Clifford Weiss (Division of Interventional Radiology, Johns Hopkins University School of Medicine, Baltimore, USA) called for a prospective randomised controlled trial to investigate potential weight loss after left gastric artery embolization (LGAE) in patients with obesity at the GEST Symposium (Global Embolization Cancer Symposium Technologies; 9–12 May, New York, USA) earlier this year. While he concluded that non-randomised trials report a statistically significant and clinically important post-procedural weight loss after the procedure, he says that, given the “limited data” available to interventional radiologists, better quality data are needed to confirm the efficacy of LGAE as an enabler of weight loss.
Weiss first defined the patient population in which he believes LGAE may be most beneficial.
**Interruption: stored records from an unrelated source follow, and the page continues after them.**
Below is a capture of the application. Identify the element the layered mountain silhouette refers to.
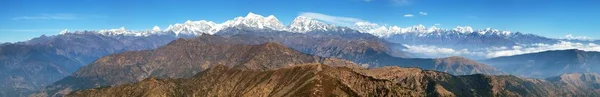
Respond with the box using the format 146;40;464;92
483;49;600;78
0;32;177;97
31;35;358;96
67;63;599;97
217;28;501;75
31;34;498;96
For patients with a body mass index (BMI) over 40, who are classed as “severely obese”, he says gastric surgery is an appropriate choice, whether open or laparoscopic. For patients with a BMI between 25 and 30, “a lot of options are available”, according to Weiss, such as dietary changes and exercise. A treatment gap exists, therefore, for patients with a BMI of 30–40.
Before detailing the current evidence in favour of LGAE as a solution interventional radiologists may provide for these patients with intermediate obesity wanting to lose weight, Weiss insists that no “mechanical solution” will be the ultimate obesity treatment. “Any of these solutions […] may only serve as part of the solution”, he tells the GEST audience. “Nothing is going to replace surgery as the gold standard in the population of patients who have severe obesity. More than anything, [LGAE] will be a tool for motivation, or to decrease hunger, or maybe as a standalone tool for limited weight loss”. He also emphasised the psychological, genetic, environmental, sociocultural and behavioural elements of obesity, and the consequent need for an interdisciplinary approach to treatment.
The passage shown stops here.